NEW YORK, 2005

« Zoë ! hurlai-je. Pour l'amour de Dieu, ne lâche pas la main de ta sœur. Elle va tomber et se briser le cou ! »

Ma fille aux jambes de sauterelle râla.

« Tu es complètement parano comme mère ! »

Elle attrapa le bras grassouillet de sa sœur et la remit d'aplomb sur son tricycle. Ses petites jambes pédalaient furieusement sur le chemin tandis que Zoë courait derrière. Mon bébé gazouillait de plaisir, en tournant la tête pour vérifier que j'étais bien en train de la regarder, avec cet air de vanité qu'on peut avoir à deux ans.

Central Park et les premières promesses du printemps… C'était si bon ! J'étirai mes jambes en inclinant mon visage vers le soleil.

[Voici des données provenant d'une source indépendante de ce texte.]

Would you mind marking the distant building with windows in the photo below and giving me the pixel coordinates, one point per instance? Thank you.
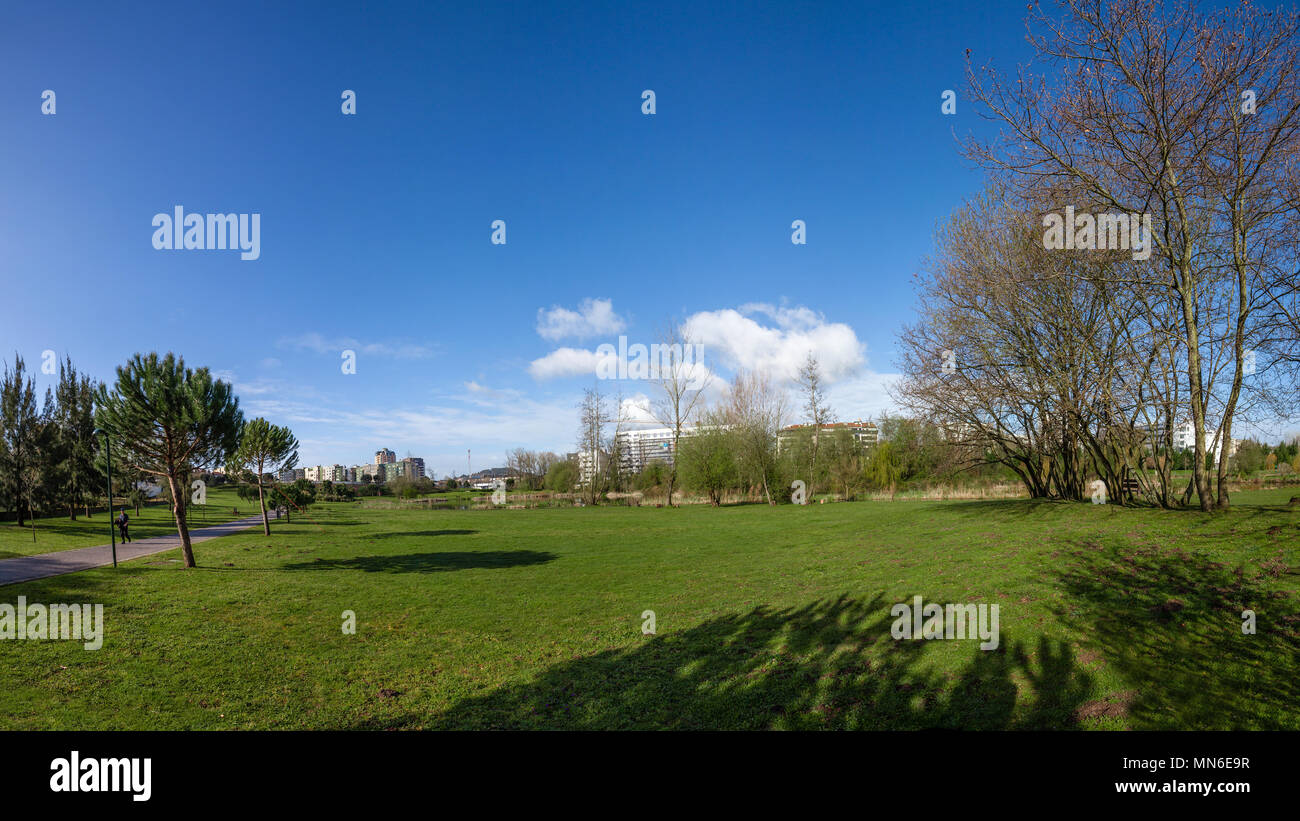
(1184, 438)
(414, 467)
(866, 434)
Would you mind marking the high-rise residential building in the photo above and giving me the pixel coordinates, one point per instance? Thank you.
(637, 448)
(863, 433)
(415, 467)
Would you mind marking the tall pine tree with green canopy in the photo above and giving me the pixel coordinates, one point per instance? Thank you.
(169, 420)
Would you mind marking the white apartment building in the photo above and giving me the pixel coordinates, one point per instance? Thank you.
(863, 433)
(1184, 438)
(637, 448)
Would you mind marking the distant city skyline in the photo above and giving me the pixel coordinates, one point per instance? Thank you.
(378, 307)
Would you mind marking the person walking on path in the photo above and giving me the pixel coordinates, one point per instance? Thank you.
(122, 522)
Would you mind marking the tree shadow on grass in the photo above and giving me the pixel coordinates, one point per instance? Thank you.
(830, 664)
(1170, 622)
(397, 534)
(428, 563)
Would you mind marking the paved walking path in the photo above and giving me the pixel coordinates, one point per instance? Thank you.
(26, 568)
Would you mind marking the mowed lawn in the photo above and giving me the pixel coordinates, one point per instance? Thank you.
(60, 533)
(766, 618)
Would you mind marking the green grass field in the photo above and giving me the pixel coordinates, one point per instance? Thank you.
(766, 617)
(60, 533)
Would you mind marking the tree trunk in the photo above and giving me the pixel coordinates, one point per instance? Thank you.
(178, 512)
(261, 503)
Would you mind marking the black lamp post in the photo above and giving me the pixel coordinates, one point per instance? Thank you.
(108, 465)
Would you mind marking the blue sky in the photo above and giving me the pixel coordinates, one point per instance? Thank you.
(376, 226)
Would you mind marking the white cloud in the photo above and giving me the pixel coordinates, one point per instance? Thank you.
(593, 317)
(778, 350)
(321, 344)
(566, 363)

L'homme qui se tenait à mes côtés me caressa les joues.

Neil. Mon petit ami. À peine plus âgé que moi. Avocat. Divorcé. Habitant le quartier de Fiat Iron avec ses fils adolescents. C'était ma sœur qui me l'avait présenté. Je l'aimais bien. Je n'étais pas amoureuse, mais j'appréciais sa compagnie. Il était intelligent et cultivé. Il n'avait aucune intention de m'épouser, Dieu merci, et voyait mes filles seulement de temps en temps.

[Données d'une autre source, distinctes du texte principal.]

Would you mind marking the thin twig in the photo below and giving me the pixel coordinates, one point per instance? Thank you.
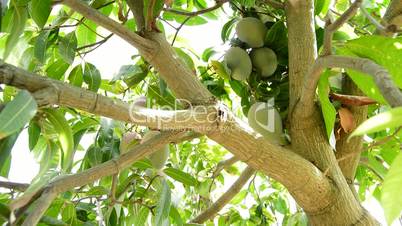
(196, 13)
(331, 28)
(226, 197)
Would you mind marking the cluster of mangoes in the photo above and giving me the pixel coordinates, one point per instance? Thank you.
(240, 62)
(263, 118)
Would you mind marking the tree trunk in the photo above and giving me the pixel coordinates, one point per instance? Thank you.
(308, 134)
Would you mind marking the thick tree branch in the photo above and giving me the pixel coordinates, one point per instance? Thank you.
(137, 8)
(68, 182)
(352, 100)
(224, 164)
(154, 47)
(225, 198)
(145, 46)
(331, 28)
(13, 185)
(52, 92)
(218, 4)
(380, 75)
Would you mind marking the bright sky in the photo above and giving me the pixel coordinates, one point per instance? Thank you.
(108, 60)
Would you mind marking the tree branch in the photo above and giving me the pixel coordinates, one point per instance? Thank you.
(224, 164)
(218, 4)
(332, 27)
(390, 18)
(275, 4)
(352, 100)
(14, 186)
(380, 75)
(147, 47)
(156, 51)
(137, 8)
(225, 198)
(52, 92)
(67, 182)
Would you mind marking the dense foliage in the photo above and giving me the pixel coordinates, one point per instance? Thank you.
(51, 40)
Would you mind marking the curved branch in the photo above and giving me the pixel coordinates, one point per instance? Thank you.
(224, 164)
(154, 47)
(196, 13)
(394, 10)
(380, 75)
(142, 44)
(137, 8)
(225, 198)
(52, 92)
(67, 182)
(332, 27)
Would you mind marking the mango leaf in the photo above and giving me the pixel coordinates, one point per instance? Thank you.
(19, 17)
(40, 11)
(65, 136)
(382, 121)
(175, 215)
(67, 47)
(6, 145)
(17, 113)
(76, 76)
(380, 50)
(92, 77)
(328, 110)
(141, 218)
(33, 134)
(181, 176)
(41, 46)
(185, 57)
(227, 28)
(391, 197)
(86, 33)
(57, 69)
(163, 205)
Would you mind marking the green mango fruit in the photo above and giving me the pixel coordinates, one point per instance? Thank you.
(239, 63)
(251, 31)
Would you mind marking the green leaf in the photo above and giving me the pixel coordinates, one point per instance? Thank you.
(41, 46)
(57, 69)
(328, 110)
(17, 113)
(208, 53)
(185, 57)
(181, 176)
(380, 50)
(34, 134)
(67, 47)
(220, 69)
(92, 77)
(20, 16)
(76, 76)
(163, 206)
(141, 217)
(227, 28)
(391, 197)
(175, 215)
(6, 145)
(382, 121)
(65, 136)
(86, 33)
(40, 11)
(97, 191)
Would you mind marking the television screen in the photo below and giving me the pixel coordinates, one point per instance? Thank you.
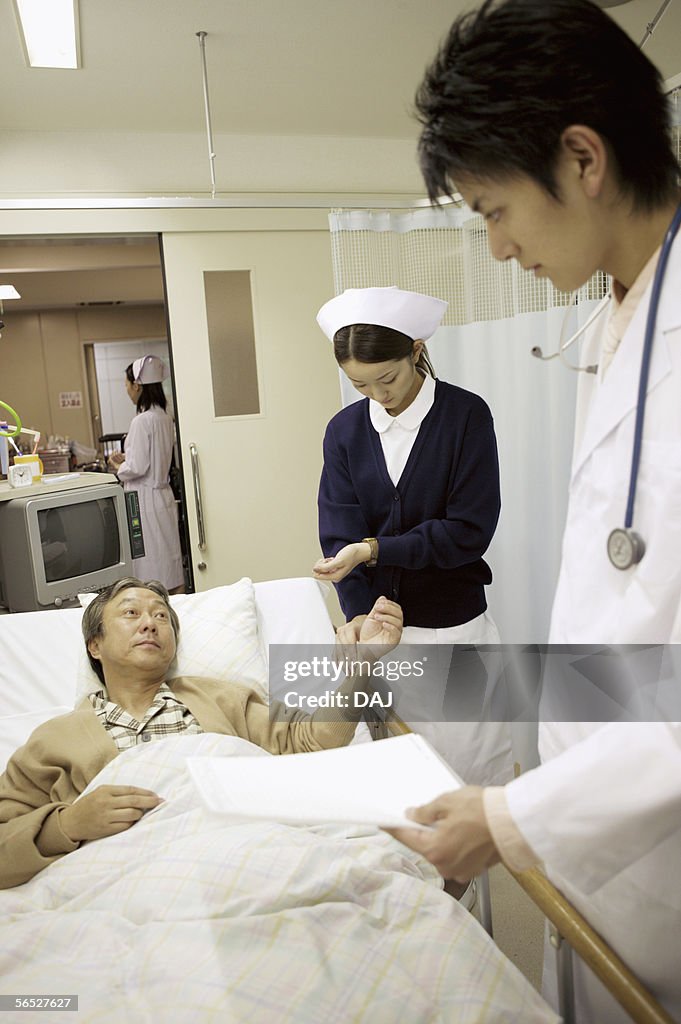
(79, 539)
(55, 545)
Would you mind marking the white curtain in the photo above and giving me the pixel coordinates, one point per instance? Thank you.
(497, 313)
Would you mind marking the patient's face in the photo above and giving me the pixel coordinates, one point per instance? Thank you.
(137, 638)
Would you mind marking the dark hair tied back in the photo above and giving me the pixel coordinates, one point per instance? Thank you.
(372, 343)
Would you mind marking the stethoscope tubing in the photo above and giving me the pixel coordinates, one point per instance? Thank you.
(645, 360)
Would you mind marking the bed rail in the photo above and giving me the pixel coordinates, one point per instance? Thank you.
(570, 932)
(571, 928)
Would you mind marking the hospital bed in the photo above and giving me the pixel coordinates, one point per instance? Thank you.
(186, 916)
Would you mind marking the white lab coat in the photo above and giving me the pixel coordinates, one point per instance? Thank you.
(604, 813)
(149, 449)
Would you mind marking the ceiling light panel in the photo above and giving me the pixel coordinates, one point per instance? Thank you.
(49, 32)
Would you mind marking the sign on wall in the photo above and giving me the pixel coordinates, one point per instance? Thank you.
(71, 399)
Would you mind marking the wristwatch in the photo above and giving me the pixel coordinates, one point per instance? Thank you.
(373, 544)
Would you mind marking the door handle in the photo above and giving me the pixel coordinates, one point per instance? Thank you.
(196, 476)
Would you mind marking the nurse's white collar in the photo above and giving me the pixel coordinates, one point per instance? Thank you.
(413, 416)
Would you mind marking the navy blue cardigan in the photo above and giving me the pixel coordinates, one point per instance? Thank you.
(433, 527)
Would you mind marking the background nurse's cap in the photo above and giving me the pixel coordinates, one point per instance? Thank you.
(415, 314)
(149, 370)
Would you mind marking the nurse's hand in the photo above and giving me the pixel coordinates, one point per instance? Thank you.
(337, 568)
(460, 844)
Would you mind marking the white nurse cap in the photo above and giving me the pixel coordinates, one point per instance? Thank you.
(149, 370)
(416, 315)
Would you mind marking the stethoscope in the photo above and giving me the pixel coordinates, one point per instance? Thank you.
(625, 546)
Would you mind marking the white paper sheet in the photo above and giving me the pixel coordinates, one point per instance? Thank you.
(369, 783)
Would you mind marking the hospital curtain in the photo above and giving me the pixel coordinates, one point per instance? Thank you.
(497, 313)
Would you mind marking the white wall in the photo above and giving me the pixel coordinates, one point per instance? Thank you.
(94, 163)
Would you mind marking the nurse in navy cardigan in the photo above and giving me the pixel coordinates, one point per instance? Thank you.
(409, 498)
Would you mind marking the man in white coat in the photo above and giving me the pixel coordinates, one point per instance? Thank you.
(550, 122)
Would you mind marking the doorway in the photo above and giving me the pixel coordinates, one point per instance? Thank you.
(89, 305)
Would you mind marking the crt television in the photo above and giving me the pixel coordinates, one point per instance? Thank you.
(60, 544)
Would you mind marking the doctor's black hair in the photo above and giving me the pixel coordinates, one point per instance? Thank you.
(373, 343)
(151, 394)
(512, 75)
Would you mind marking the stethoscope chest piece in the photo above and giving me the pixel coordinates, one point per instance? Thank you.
(625, 548)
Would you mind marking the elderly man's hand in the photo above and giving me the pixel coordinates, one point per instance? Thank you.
(460, 845)
(382, 629)
(107, 811)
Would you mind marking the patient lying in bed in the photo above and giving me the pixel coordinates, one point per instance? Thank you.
(130, 633)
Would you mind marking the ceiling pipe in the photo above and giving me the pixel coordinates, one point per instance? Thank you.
(209, 130)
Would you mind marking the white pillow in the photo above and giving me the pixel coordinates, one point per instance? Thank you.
(218, 639)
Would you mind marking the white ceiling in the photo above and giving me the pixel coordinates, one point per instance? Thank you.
(275, 67)
(325, 68)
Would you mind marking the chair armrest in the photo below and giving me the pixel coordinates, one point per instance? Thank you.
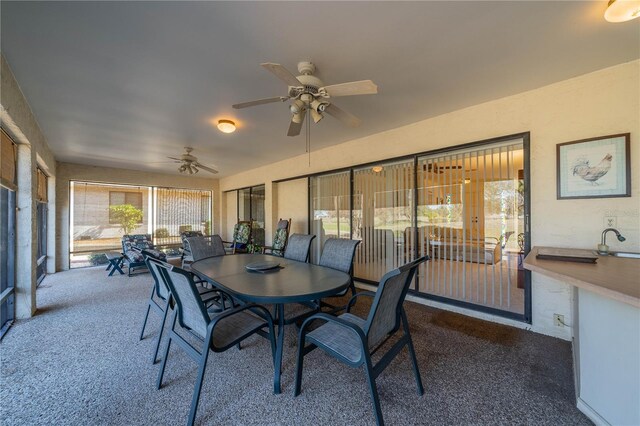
(352, 301)
(227, 313)
(330, 318)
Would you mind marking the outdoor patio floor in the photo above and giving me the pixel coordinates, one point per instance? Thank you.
(79, 361)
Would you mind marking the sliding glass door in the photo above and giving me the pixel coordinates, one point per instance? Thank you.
(470, 214)
(383, 213)
(330, 209)
(465, 207)
(251, 209)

J'avais eu quelques aventures depuis que nous étions ici. Rien de sérieux. Rien d'important. Zoë les appelait mes chevaliers servants, Charla, mes beaux, à la sudiste. Avant Neil, il y avait eu Peter. Peter avait une galerie d'art, une calvitie au sommet du crâne qui l'ennuyait beaucoup et un loft glacial à Tribeca. Tous étaient des Américains d'âge mûr, assez typiquement ennuyeux. Polis, honnêtes et méticuleux. Ils avaient de bons jobs, une bonne éducation, étaient cultivés et la plupart du temps divorcés. Ils venaient me chercher, me déposaient, m'offraient leur bras ou leur parapluie. Ils m'emmenaient déjeuner au Met, au Moma, à l'Opéra, au New York City Ballet, voir des spectacles sur Broadway, dîner… Et dans leur lit parfois. Je me laissais faire sans envie. Le sexe n'était plus pour moi qu'un passage obligé. Un acte mécanique et ennuyeux. Dans ce domaine aussi, quelque chose avait disparu. La passion. L'excitation. La chaleur. Disparues et envolées.

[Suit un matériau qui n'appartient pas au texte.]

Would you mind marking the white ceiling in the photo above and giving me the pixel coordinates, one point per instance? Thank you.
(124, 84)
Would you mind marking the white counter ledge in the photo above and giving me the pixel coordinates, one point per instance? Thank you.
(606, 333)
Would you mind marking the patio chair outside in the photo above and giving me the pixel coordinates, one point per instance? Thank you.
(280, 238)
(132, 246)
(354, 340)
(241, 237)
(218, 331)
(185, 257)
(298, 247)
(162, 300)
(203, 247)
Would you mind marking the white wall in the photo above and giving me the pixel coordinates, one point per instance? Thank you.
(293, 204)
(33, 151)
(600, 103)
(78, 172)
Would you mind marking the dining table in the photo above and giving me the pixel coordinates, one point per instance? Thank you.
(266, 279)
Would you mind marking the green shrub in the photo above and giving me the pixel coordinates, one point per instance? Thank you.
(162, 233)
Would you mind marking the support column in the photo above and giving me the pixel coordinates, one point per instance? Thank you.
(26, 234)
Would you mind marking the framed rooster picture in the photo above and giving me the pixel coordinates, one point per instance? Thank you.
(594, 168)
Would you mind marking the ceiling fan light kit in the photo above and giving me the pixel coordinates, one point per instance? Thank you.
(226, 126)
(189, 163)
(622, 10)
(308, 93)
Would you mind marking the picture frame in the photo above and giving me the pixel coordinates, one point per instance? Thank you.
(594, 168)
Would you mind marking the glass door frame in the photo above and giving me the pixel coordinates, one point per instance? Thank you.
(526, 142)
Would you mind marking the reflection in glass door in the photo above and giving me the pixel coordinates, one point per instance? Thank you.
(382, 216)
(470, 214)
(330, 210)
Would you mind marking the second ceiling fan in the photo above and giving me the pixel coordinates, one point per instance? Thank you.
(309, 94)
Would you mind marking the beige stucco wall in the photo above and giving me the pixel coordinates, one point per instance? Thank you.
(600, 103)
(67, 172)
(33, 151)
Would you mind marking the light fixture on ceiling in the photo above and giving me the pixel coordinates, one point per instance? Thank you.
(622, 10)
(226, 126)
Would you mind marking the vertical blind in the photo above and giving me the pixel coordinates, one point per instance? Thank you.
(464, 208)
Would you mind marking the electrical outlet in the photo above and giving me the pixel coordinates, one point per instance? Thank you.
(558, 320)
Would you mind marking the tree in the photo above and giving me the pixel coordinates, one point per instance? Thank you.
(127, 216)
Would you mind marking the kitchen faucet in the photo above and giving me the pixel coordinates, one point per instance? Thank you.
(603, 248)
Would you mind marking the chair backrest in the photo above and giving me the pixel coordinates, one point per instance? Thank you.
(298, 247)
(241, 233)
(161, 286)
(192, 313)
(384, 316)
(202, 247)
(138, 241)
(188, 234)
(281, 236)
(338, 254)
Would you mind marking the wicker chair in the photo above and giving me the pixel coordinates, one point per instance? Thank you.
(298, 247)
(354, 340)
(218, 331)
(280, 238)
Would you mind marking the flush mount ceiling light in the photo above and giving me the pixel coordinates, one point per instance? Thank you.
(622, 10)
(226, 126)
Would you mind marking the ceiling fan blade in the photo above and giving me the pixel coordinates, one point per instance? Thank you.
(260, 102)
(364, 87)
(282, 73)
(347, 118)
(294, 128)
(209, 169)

J'avais la sensation que quelqu'un – moi ? – passait le film de ma vie en accéléré. J'étais un Charlie Chaplin de théâtre de marionnettes, qui faisait tout à un drôle de rythme précipité, comme si agir autrement m'était impossible. J'arborais le sourire imperturbable de la fille contente de sa nouvelle vie. Parfois, Charla m'observait en douce et disait : « Eh, tout va bien ? » Ma réponse était toujours la même : « Oh, oui, bien sûr, tout va bien. » Charla n'avait pas l'air convaincue, mais elle laissait tomber pendant un moment. Ma mère faisait la même chose, cherchant je ne sais quoi dans mon visage quand elle me demandait, avec une moue inquiète : « Tout va bien, ma chérie ? »

Je chassais mes angoisses avec un sourire insouciant.